Carolina... que "dinâmica de grupo" ia flagrar esse seu comportamento? E ele é tão típico, tão embotador de todo e qualquer aprendizado, tão... antissocial. Enfim, tão imaturo. Difícil convencer alguém maduro de que daí sai uma genuína preocupação com o social, com o outro. Como você tão facilmente excluiu o "outro" - eu!

Carolina e a Artemisia, segundo ela mesma, querem transformar São Paulo num polo de negócios sociais. Não duvido de que o consigam, até certo ponto. Entretanto, um ponto distante, em certo sentido.

O representante da FEA Júnior, o japonês, também demonstrou uma mentalidade bem contrária ao genuíno negócio social: ele, nos instantes iniciais do coffee break, distribuiu uma ficha grande de avaliação das palestras daquele dia, que era diferente da dos dias anteriores, bem pequena. Mas ele passou por mim direto - não me deu a ficha. Sua mentalidade: não interessa ter o que ele via como uma avaliação negativa, na sua estreita e pragmática visão de mundo... visão que foi criticada durante todo o evento.

Voltando à mentalidade do empreendedor "exemplo": "Leila é minha amiga"...
É assim que fazemos negócios, com a mediocridade com que mantemos nossas relações. Carolina e seu afiliado, bem como os demais presentes - exceto o aluno com que falei no café, que me fez perguntas e por fim acatou minha crítica - sequer saberiam reproduzir o que disse. Tomaram aquilo como uma massa nebulosa indesejável, como uma "nuvem" que faz chover no orgulho, o que produz uma reação puramente emocional, cega. Cegueira em negócios?...
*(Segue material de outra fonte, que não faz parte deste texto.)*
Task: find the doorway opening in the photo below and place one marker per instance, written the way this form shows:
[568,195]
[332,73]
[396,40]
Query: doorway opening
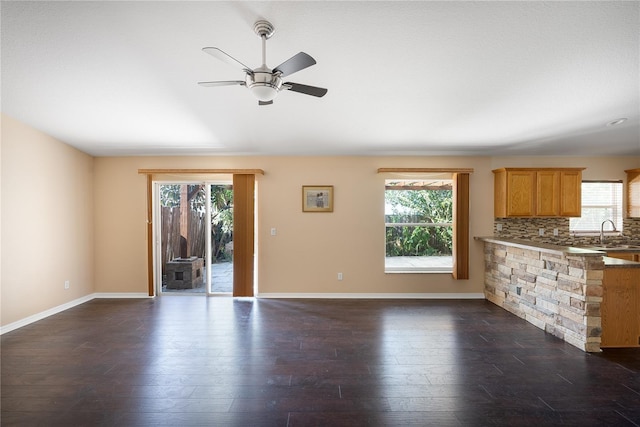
[194,238]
O evento terminou muito bem para mim. Um retrato real, contundente de nossa... cultura: paternalística (Leila é minha amiga - como se não pudesse ser também minha amiga, ou de qualquer outro), fortemente avessa a inovações e riscos - já que sequer assimila críticas, bem feitas, com racionalidade.

Esse é um quadro duro. Eu e a Leila nos despedimos, na terça-feira, falando justamente de que não podíamos perder a esperança.

Diante dessa realidade, é muito, muito difícil não perdê-la. Não é, Leila?